Texas emissions linked to hundreds of early deaths — study
Texas’ rejection of an Obama-era plan to require new sulfur dioxide controls on coal-fired power plants represented a “missed opportunity” to improve air quality and public health, Rice University researchers conclude in a new analysis.
The analysis links emissions from those eight plants to hundreds of yearly premature deaths. While several have closed this year, those still operating were associated with about 300 annual premature deaths, researchers found.
None of those plants earned a net profit in 2016, the paper says.
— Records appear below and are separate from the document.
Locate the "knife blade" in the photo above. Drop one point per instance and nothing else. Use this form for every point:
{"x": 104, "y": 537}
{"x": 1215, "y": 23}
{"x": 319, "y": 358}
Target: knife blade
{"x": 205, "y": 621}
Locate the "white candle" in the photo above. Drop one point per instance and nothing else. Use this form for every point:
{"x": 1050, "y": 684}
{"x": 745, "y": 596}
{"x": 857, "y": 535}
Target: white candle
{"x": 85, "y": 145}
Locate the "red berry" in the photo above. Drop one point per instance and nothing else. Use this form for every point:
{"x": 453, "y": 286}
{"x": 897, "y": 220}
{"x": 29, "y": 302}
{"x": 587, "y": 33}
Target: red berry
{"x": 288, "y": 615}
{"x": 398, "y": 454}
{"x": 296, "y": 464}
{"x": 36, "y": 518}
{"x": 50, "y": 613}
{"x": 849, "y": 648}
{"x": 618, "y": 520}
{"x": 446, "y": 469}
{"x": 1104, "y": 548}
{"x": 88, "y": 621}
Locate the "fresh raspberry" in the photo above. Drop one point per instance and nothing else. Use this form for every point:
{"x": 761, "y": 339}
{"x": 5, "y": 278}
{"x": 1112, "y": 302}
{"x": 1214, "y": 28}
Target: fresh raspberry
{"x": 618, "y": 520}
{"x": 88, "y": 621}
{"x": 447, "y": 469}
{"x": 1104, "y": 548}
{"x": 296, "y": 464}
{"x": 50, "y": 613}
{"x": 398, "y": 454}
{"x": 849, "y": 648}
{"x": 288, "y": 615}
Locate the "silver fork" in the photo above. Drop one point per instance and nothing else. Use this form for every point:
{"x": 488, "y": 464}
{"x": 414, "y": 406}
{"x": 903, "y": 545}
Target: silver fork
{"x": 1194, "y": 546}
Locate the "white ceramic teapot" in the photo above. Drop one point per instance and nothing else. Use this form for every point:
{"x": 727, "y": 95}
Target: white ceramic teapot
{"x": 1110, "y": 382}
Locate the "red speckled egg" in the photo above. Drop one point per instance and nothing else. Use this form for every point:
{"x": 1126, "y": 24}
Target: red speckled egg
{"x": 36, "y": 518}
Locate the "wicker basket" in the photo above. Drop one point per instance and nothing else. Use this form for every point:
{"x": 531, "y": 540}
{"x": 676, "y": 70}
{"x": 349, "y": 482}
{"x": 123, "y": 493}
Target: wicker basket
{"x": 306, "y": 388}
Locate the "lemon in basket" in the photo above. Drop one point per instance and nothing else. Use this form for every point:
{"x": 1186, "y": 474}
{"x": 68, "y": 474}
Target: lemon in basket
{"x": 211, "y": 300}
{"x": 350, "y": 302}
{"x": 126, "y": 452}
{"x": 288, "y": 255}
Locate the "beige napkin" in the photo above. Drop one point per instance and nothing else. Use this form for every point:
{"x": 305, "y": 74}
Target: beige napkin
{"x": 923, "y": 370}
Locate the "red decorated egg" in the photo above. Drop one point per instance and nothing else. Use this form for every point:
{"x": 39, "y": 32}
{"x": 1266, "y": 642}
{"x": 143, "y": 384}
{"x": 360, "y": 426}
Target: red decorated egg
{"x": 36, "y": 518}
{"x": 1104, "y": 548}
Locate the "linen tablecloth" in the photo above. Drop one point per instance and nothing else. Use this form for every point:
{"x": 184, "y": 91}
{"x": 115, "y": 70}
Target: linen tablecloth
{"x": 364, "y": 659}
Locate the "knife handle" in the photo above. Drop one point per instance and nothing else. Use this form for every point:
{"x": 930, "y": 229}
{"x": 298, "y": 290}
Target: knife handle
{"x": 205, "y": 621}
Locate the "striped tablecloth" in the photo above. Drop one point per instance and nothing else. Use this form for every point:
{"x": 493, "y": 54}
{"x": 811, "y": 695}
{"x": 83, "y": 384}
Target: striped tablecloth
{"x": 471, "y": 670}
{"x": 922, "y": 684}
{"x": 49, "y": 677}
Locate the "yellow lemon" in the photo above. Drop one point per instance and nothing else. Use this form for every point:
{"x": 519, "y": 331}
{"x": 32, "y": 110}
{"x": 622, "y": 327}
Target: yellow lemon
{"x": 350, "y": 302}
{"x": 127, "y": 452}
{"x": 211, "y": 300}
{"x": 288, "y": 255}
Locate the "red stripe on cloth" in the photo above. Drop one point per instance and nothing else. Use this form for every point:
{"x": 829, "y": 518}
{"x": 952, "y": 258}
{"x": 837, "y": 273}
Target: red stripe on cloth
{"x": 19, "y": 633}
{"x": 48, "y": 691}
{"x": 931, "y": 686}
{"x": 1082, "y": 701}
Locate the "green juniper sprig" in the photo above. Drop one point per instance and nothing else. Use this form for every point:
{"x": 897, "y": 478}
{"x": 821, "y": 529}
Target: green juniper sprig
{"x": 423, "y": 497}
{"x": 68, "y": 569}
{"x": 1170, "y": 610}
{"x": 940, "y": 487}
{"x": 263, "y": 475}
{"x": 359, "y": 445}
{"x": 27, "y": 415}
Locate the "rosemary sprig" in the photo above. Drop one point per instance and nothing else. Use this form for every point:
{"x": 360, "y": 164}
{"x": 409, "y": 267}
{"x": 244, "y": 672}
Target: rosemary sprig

Given their shaky financial health, the draft EPA plan unveiled in late 2016 would likely have prompted most of them to close or convert to natural gas, “yielding substantial benefits for climate, air quality and health beyond the stated purpose of reducing regional haze,” the paper said.
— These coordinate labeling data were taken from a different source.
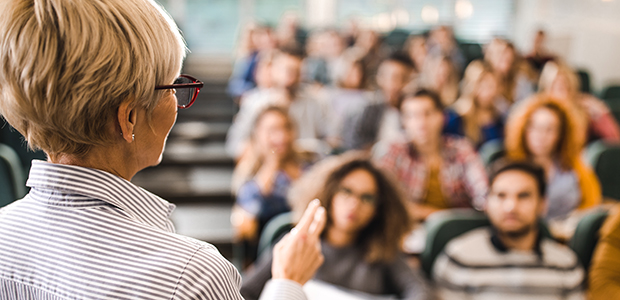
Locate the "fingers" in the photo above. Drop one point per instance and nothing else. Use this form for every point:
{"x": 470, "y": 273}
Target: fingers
{"x": 307, "y": 219}
{"x": 318, "y": 223}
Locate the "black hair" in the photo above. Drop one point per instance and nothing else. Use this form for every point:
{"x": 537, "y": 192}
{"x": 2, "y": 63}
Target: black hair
{"x": 424, "y": 93}
{"x": 292, "y": 51}
{"x": 532, "y": 169}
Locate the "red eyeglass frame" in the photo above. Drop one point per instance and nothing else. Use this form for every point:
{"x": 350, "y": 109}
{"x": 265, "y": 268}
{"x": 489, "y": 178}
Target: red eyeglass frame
{"x": 197, "y": 84}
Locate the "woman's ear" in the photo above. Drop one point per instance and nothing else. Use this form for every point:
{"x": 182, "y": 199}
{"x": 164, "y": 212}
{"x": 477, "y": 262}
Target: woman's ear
{"x": 126, "y": 118}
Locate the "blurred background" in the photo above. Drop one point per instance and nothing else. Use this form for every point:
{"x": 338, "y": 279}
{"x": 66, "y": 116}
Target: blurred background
{"x": 196, "y": 171}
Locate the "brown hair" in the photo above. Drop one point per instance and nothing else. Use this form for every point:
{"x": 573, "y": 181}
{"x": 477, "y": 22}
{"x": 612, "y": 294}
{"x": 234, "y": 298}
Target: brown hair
{"x": 572, "y": 133}
{"x": 381, "y": 239}
{"x": 470, "y": 115}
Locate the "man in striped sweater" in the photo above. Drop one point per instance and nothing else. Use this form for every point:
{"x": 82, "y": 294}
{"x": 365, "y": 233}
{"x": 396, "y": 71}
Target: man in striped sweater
{"x": 510, "y": 259}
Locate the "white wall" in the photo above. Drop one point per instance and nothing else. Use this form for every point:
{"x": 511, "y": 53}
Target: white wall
{"x": 584, "y": 32}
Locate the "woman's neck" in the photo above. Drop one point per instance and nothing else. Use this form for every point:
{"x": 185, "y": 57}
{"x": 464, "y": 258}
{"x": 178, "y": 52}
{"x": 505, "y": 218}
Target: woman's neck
{"x": 339, "y": 238}
{"x": 430, "y": 148}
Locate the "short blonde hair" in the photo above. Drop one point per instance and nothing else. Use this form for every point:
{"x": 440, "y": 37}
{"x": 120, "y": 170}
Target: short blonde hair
{"x": 551, "y": 71}
{"x": 66, "y": 66}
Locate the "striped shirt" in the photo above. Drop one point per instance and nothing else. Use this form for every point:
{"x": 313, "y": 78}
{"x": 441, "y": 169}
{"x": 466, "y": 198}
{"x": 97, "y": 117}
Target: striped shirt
{"x": 86, "y": 234}
{"x": 477, "y": 266}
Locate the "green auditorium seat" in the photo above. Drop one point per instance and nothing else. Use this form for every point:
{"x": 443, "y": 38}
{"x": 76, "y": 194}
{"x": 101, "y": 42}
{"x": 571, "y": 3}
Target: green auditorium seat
{"x": 274, "y": 230}
{"x": 611, "y": 92}
{"x": 605, "y": 160}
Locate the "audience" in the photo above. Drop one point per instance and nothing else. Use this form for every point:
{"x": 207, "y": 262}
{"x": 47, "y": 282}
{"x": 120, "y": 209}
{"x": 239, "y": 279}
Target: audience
{"x": 380, "y": 120}
{"x": 306, "y": 111}
{"x": 511, "y": 259}
{"x": 547, "y": 132}
{"x": 560, "y": 81}
{"x": 366, "y": 222}
{"x": 482, "y": 109}
{"x": 262, "y": 177}
{"x": 443, "y": 44}
{"x": 604, "y": 276}
{"x": 256, "y": 39}
{"x": 349, "y": 93}
{"x": 539, "y": 56}
{"x": 96, "y": 85}
{"x": 437, "y": 171}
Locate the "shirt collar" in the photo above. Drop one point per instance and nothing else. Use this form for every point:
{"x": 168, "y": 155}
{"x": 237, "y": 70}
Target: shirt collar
{"x": 136, "y": 202}
{"x": 499, "y": 245}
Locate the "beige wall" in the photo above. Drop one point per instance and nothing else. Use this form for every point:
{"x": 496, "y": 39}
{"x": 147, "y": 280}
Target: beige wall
{"x": 584, "y": 32}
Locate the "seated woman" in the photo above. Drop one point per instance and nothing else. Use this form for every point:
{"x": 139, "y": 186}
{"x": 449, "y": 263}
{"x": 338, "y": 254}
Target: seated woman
{"x": 560, "y": 81}
{"x": 438, "y": 171}
{"x": 481, "y": 110}
{"x": 262, "y": 178}
{"x": 361, "y": 241}
{"x": 604, "y": 276}
{"x": 546, "y": 131}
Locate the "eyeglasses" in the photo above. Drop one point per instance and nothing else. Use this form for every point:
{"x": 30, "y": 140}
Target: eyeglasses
{"x": 187, "y": 89}
{"x": 365, "y": 198}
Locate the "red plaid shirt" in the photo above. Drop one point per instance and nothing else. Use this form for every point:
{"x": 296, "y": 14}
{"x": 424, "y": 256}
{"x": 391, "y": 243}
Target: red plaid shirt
{"x": 464, "y": 181}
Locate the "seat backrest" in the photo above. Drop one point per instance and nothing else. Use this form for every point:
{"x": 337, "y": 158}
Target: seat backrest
{"x": 586, "y": 236}
{"x": 610, "y": 92}
{"x": 584, "y": 80}
{"x": 491, "y": 151}
{"x": 274, "y": 230}
{"x": 445, "y": 226}
{"x": 605, "y": 159}
{"x": 11, "y": 176}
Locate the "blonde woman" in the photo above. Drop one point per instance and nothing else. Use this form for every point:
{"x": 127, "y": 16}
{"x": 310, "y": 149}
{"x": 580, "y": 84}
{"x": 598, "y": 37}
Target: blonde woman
{"x": 262, "y": 177}
{"x": 560, "y": 81}
{"x": 482, "y": 110}
{"x": 96, "y": 86}
{"x": 546, "y": 130}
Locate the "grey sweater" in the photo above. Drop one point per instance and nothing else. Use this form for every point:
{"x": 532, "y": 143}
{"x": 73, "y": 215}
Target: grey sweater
{"x": 346, "y": 267}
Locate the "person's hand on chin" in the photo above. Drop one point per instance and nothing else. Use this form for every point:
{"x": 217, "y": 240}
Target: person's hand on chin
{"x": 298, "y": 255}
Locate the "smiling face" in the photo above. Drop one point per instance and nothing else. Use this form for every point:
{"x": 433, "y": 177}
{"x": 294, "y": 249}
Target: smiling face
{"x": 273, "y": 133}
{"x": 422, "y": 120}
{"x": 514, "y": 204}
{"x": 150, "y": 139}
{"x": 354, "y": 204}
{"x": 543, "y": 132}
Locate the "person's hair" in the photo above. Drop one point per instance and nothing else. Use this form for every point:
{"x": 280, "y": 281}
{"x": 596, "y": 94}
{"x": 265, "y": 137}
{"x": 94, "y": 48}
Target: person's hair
{"x": 426, "y": 94}
{"x": 400, "y": 58}
{"x": 450, "y": 90}
{"x": 250, "y": 163}
{"x": 293, "y": 51}
{"x": 382, "y": 237}
{"x": 551, "y": 71}
{"x": 531, "y": 169}
{"x": 66, "y": 66}
{"x": 471, "y": 124}
{"x": 572, "y": 132}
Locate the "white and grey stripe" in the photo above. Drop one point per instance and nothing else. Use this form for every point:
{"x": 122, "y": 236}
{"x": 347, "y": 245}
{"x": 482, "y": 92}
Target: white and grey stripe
{"x": 87, "y": 234}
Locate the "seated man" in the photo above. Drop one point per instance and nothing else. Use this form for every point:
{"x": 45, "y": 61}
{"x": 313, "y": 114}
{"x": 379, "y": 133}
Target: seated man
{"x": 310, "y": 116}
{"x": 511, "y": 259}
{"x": 438, "y": 171}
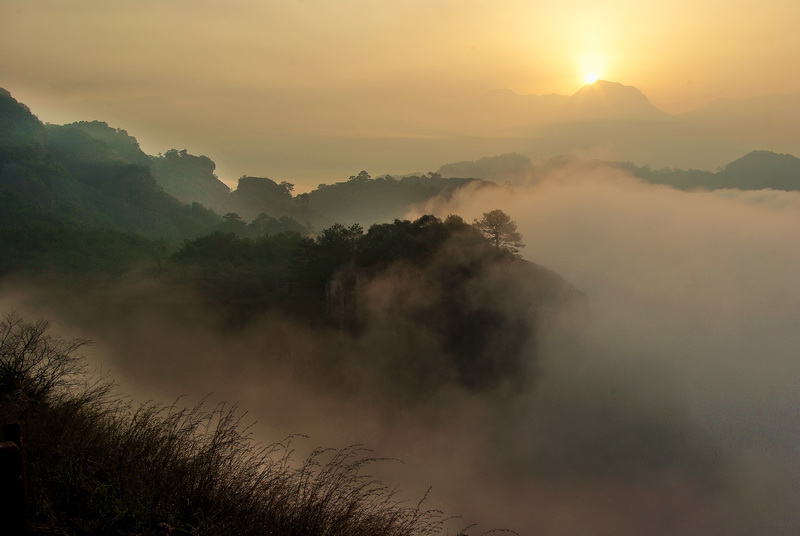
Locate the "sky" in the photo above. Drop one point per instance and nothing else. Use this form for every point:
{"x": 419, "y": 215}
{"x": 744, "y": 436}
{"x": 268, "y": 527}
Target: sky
{"x": 250, "y": 83}
{"x": 666, "y": 400}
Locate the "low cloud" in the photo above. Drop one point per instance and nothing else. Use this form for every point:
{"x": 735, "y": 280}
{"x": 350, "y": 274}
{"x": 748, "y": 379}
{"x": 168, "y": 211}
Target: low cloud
{"x": 665, "y": 400}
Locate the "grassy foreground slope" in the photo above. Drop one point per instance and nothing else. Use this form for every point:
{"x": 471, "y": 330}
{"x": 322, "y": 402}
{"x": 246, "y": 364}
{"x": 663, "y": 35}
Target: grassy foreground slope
{"x": 98, "y": 465}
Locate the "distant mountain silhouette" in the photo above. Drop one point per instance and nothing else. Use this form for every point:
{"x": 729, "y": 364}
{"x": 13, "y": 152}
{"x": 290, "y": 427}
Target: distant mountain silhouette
{"x": 611, "y": 100}
{"x": 756, "y": 170}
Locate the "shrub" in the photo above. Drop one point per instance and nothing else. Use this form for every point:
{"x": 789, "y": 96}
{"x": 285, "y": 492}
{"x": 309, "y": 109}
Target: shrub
{"x": 99, "y": 465}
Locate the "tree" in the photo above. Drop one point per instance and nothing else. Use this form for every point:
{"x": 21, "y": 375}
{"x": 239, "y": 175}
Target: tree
{"x": 500, "y": 230}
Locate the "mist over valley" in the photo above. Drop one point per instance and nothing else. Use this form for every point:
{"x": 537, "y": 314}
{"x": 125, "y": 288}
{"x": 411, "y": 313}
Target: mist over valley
{"x": 631, "y": 369}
Instead, Texas regulators, with a signoff from the Trump EPA, last year substituted a cap-and-trade system. “That doesn’t mean the plants will get worse,” Dan Cohan, a Rice environmental engineering professor and the lead author, said in a news release yesterday. “It just means the plants that should have been forced to clean up or close down have gotten a get-out-of-jail-free card.”
The paper was published online earlier this month in the Journal of the Air & Waste Management Association.
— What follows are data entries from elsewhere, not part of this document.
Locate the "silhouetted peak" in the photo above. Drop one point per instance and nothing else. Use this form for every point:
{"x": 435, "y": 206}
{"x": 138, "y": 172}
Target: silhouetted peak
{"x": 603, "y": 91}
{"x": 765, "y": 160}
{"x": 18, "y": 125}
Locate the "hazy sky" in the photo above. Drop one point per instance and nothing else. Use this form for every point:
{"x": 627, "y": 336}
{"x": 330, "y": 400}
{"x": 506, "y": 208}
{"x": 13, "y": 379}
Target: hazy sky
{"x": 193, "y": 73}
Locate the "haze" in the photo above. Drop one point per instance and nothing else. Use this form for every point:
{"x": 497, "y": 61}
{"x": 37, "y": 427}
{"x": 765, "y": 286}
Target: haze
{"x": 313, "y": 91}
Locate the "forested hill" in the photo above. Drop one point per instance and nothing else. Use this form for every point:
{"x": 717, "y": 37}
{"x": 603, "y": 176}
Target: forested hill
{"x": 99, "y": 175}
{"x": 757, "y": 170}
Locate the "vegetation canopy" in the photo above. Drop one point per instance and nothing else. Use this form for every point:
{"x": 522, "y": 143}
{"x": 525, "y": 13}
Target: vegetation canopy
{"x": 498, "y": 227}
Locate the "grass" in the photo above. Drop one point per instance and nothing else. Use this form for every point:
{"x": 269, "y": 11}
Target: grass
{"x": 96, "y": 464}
The regional haze program, dating back to 1999 in its current form, aims to restore natural visibility to 156 national parks and wilderness areas by 2064.
Under the Obama administration, the program became a potent tool for compelling power companies to retrofit older coal-fired plants with new curbs on emissions of nitrogen oxides and SO2. Both contribute to the formation of tiny fine particulates, which the analysis blames for almost all of the premature deaths.
But the Obama-era approach prompted protests of federal overreach from Texas and other Republican-leaning states. Under President Trump, EPA has either rolled back or delayed implementation of haze-reduction plans for several states.
The stakes have been particularly high in Texas, whose power sector has traditionally been the nation’s dirtiest. In recent years, Texas electricity plants have released more than twice as much sulfur dioxide as second-ranked Missouri, while NOx releases were 24 percent above those of runner-up Indiana, according to EPA and U.S. Energy Information Administration data cited in the analysis.
After environmental groups charged that Texas’ initial attempt to resort to a cap-and-trade system amounted to an illegal “bait and switch,” EPA conceded earlier this year that some aspects could benefit from additional public feedback. In August, Region 6 Administrator Anne Idsal signed off on a new draft rule that could lead to the launch of the emissions trading program by early next year (Greenwire, Aug. 24).